Missionaries have often been cultural imperialists even as they sought to be Christ’s ambassadors.  And Christians have not always been kind to the environment.  Nevertheless, how might the modern world have developed were it not for the Christian world-view?  It was the church that gave rise to the notion of women’s equality and dignity.  The Greeks and Romans had no hospitals, but the church began to care for the sick, regardless of their ability to pay.  Caring for the poor because they were poor came out of the Christian mindset, as did the notion that abortion and infanticide were morally wrong.

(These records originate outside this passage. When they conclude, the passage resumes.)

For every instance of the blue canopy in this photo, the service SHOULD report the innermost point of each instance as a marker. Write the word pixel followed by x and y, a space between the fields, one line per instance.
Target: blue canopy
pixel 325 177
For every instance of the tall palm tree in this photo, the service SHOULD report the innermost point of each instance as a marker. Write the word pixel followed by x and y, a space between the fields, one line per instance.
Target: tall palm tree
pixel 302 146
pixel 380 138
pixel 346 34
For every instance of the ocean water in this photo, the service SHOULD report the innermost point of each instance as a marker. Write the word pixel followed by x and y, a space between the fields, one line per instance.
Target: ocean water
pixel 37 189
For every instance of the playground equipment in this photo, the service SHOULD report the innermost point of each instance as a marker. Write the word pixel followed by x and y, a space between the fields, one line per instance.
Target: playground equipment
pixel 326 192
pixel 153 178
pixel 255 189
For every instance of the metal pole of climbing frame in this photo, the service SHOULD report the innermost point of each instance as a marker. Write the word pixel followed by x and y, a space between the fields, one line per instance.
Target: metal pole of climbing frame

Public schooling was a Christian idea.   And it was the Christian church which stood against slavery in the Roman Empire and eradicated the practice in the West by the 14th century, and then again in the 18th and 19th century in Europe and America. It was a Christian world-view that gave rise to modern science.  Alfred North Whitehead, a non-Christian philosopher from the 20th century, once said that without Christianity’s insistence on the rationality of God there would be no science.  He was right. The early scientists were virtually all Christians (Roger Bacon, William of Occam, Francis Bacon, etc.)   Hitchens says that because of the telescope and the microscope, religion no longer offers an explanation of anything important.  The 17th century mathematician and astronomer Johannes Kepler would beg to disagree.  Kepler saw his work as a scientist as an outgrowth of his Christian faith.  He prayed regarding his work, O God, I am thinking thy thoughts after thee.

Should the Christian church be concerned that the recent spate of anti-God literature will damage the cause of Christ?  Hardly.  We worship a God who is in control.  A God who will be glorified.  In the end, every knee will bow and every tongue confess the Lordship of Christ.  God is, indeed, great, and his greatness will not be compromised by a few voices crying in the wilderness of unbelief.  In fact, perhaps we should rejoice over the proliferation of atheistic apologetics. I like what Alistair and Joanna McGrath say in their response to the new atheists. In their recent book The Dawkins Delusion?: Atheist Fundamentalism and the Denial of the Divine, they write, Until recently, Western atheism had waited patiently, believing that belief in God would simply die out. But now a whiff of panic is evident. Far from dying out, belief in God has rebounded. The outbreak of faith has unbelievers running for cover.  And run they should.  As the apostle Paul writes, Do not be deceived: God is not mocked, for whatever one sows, that will he also reap (Galatians 6:7).  If Hitchens and company insist on sowing the wind they will, in the end, reap the whirlwind.